Sur un terrain peu exploré par la recherche, voici un éclairage neuf, intéressant, utile. Et sans doute fort irritant pour les militants du « mouvement HLM ». Dans son ouvrage, l'auteur examine d'abord les objectifs, l'histoire, les évolutions des politiques du logement social et le discours du « monde HLM » ; c'est « l'approche par le haut ». Il rend compte, ensuite, de deux enquêtes de terrain, l'une auprès d'un office municipal d'une préfecture du sud de la France, l'autre auprès des acteurs du logement social d'une grande agglomération méditerranéenne ; c'est « l'approche par le bas ». A l'office Beau Soleil de X..., plus on s'installe dans la hiérarchie, moins on a de contact avec les locataires. Pourtant, toutes les décisions appartiennent « au Saint-Siège ». Les personnels de terrain sont démobilisés face à un service technique omnipotent. Les « agents des cités » sont coupés de « ceux des bureaux ». Instabilité politique et permanence bureaucratique se sont générées mutuellement. Les locataires sont perçus comme des « gêneurs potentiellement dangereux », leurs représentants sont isolés et impuissants. Ainsi résumée, la situation paraît caricaturale, pourtant l'enquête est précise et recoupée. Et l'auteur estime n'avoir pas choisi un cas isolé. Dans la grande agglomération, il débusque un « système étanche » et « contraint », qui n'est « ni le fruit du hasard, ni le résultat de dysfonctionnements ».

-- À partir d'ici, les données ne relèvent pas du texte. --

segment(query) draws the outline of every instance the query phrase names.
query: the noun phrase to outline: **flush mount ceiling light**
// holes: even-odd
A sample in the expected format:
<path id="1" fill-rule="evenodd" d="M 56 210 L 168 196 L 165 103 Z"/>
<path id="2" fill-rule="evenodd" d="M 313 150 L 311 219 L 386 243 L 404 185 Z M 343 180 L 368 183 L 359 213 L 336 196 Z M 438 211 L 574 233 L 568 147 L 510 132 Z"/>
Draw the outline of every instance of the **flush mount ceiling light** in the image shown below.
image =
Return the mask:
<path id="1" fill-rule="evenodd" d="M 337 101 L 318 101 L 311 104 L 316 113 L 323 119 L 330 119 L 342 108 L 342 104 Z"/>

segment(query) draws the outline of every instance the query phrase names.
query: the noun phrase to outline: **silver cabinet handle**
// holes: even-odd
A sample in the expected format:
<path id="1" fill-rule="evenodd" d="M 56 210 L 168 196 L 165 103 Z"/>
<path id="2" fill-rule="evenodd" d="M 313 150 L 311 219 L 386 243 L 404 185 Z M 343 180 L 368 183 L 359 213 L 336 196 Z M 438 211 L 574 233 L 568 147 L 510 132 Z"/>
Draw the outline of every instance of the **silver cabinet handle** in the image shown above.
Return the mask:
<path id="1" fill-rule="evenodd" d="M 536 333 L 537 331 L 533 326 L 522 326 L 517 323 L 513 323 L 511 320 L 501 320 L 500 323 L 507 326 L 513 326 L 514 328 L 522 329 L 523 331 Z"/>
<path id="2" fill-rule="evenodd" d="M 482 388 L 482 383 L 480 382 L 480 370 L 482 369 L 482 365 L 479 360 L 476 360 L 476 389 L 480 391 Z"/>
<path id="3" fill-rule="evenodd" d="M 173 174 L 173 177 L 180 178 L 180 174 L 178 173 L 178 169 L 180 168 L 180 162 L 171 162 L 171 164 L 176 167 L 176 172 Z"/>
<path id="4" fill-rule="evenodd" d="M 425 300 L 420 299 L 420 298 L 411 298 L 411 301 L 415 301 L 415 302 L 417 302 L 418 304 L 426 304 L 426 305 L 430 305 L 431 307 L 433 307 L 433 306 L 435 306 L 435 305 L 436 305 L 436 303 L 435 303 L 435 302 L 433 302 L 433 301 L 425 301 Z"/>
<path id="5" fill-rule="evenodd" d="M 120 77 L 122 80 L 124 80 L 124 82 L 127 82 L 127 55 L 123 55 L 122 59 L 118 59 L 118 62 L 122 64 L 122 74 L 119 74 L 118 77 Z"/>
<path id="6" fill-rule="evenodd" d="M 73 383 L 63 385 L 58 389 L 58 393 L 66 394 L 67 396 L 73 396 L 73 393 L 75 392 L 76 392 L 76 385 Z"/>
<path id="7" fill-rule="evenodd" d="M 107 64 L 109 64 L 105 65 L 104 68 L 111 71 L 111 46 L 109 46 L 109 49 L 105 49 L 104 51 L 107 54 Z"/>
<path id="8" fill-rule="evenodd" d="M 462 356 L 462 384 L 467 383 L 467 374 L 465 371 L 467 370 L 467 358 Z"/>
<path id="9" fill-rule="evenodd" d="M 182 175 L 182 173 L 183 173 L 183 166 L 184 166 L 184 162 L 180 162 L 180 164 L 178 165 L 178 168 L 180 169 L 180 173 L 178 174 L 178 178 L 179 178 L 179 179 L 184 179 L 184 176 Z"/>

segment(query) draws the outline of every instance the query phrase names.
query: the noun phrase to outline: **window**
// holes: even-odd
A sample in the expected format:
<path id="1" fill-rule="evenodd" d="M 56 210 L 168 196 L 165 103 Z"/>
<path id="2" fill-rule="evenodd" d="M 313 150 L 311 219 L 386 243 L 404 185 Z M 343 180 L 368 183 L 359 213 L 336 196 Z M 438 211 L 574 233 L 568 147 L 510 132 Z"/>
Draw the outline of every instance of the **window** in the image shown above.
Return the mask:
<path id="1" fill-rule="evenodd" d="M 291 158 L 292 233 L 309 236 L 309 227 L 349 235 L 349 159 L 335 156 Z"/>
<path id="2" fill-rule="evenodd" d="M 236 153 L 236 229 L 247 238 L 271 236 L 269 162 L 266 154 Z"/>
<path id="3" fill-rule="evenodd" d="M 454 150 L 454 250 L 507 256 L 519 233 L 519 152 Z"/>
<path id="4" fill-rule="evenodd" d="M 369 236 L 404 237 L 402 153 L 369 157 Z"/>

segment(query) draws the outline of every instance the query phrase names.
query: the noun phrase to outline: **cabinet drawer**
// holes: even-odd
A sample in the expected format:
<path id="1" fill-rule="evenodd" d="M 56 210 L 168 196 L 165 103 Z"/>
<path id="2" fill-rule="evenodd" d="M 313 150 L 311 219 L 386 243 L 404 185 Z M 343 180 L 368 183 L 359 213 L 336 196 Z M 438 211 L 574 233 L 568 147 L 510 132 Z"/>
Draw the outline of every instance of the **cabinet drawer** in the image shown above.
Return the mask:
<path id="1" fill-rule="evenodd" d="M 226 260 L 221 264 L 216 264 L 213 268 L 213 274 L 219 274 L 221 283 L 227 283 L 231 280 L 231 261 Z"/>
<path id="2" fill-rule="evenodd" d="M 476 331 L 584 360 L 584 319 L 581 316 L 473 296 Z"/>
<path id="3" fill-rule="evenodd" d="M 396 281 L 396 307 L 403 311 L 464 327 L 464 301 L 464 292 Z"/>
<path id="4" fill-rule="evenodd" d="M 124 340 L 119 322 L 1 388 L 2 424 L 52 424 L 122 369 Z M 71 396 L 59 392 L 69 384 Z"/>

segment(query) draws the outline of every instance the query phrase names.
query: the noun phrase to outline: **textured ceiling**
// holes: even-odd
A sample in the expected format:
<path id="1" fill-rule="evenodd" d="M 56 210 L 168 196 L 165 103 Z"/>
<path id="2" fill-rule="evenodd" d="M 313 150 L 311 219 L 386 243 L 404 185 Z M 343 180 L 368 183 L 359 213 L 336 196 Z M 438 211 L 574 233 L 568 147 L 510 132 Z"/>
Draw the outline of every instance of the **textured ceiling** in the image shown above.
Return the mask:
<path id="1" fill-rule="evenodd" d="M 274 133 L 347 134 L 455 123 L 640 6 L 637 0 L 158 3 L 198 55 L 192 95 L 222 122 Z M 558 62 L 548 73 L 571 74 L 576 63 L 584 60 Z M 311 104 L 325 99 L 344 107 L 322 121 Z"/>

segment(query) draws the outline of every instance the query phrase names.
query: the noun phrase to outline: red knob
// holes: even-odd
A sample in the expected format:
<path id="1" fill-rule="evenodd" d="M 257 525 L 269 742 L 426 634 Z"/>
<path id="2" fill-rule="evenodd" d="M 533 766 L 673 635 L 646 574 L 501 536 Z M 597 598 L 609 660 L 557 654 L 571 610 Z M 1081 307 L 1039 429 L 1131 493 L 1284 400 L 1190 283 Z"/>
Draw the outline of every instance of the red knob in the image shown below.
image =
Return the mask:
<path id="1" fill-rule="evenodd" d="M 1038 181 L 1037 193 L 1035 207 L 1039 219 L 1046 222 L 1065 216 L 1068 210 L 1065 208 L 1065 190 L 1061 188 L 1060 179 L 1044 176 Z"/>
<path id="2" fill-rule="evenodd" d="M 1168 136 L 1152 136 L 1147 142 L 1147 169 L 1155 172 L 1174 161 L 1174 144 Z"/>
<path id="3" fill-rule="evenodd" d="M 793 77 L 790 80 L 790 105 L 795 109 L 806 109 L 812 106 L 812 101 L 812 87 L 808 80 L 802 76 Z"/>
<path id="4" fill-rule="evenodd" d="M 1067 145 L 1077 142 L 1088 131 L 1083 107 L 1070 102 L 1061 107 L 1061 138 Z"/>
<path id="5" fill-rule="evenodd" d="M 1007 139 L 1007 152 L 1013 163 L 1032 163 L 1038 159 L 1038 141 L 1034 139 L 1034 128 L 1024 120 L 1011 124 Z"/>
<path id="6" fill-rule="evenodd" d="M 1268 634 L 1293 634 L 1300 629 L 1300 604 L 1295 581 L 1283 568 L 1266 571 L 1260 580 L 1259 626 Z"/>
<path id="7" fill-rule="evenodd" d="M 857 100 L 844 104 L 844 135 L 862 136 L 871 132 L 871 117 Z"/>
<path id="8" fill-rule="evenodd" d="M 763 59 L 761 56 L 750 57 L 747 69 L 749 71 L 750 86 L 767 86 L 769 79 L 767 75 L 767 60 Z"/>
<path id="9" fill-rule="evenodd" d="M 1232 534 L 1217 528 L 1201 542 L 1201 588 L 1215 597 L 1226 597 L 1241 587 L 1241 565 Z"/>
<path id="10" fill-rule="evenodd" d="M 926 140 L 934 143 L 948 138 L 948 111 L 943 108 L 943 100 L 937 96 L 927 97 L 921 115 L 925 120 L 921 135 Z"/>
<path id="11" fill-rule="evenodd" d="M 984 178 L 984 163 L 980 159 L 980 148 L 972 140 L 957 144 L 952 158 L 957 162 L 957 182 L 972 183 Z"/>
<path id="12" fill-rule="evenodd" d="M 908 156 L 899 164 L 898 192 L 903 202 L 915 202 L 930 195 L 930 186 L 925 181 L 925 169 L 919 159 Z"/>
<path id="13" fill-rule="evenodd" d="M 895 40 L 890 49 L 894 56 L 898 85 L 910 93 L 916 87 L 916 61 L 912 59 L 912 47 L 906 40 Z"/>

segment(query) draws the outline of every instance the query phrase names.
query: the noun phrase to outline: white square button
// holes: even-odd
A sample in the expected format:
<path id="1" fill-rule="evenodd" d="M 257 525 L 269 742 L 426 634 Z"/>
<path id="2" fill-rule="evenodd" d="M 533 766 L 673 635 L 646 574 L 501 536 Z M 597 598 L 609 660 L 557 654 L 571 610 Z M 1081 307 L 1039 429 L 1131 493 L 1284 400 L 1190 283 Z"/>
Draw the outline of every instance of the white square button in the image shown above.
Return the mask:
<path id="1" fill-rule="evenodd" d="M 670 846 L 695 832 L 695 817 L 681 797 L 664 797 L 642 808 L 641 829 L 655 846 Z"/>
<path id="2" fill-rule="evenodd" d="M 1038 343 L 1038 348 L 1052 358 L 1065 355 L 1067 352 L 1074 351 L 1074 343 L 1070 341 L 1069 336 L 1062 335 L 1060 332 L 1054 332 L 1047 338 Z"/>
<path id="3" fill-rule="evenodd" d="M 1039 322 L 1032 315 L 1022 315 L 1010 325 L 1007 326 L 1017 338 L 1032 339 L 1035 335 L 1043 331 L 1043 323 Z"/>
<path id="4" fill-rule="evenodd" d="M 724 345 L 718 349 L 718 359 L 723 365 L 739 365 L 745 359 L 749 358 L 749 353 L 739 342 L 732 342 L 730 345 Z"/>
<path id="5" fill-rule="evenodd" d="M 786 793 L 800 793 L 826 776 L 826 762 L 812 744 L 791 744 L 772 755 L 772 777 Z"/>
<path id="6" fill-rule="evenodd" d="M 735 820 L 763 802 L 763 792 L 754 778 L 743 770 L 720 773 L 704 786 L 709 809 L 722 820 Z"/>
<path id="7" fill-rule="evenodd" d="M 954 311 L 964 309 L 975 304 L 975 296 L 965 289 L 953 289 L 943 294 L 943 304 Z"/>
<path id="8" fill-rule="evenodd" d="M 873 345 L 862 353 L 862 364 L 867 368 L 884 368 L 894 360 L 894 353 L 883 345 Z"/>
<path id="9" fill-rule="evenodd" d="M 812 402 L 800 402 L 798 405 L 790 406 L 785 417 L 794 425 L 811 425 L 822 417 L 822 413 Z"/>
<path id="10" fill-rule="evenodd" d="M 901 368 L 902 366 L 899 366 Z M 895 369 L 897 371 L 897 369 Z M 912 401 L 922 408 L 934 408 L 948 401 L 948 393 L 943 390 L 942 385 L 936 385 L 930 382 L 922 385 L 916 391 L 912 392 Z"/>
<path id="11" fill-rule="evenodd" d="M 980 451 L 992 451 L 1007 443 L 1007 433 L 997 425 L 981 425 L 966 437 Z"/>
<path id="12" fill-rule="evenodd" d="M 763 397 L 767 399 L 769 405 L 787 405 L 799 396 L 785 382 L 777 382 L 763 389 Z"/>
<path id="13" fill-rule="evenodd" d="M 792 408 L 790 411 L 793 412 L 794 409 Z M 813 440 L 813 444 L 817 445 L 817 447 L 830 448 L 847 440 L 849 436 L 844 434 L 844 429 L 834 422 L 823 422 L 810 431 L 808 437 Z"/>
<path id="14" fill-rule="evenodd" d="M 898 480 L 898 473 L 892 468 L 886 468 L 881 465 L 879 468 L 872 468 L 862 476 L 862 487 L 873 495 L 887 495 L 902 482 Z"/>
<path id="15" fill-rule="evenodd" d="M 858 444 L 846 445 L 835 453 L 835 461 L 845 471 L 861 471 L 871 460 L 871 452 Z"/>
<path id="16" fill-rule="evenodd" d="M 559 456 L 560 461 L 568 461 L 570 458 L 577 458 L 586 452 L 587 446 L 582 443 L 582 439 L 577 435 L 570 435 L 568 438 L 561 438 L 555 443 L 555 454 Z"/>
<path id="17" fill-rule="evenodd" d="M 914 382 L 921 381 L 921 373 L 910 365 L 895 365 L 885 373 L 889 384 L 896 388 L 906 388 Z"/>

On pourra dire que Yan Maury aurait dû multiplier les points d'enquête et que le monde HLM n'est pas partout semblable à cette image. Il reste que l'analyse pose de sérieuses questions sur l'abîme entre les objectifs de départ et les réalités du droit au logement, sur la fermeture des HLM aux plus précaires (abandonnés aux associations spécialisées) et sur les « processus de neutralisation par le marché de l'habitat social ». Un coup d'aiguillon salutaire ?
M.-J.M. Les HLM. L'Etat providence vu d'en bas - Yan Maury - Ed. L'Harmattan - 150 F (22,87 € ).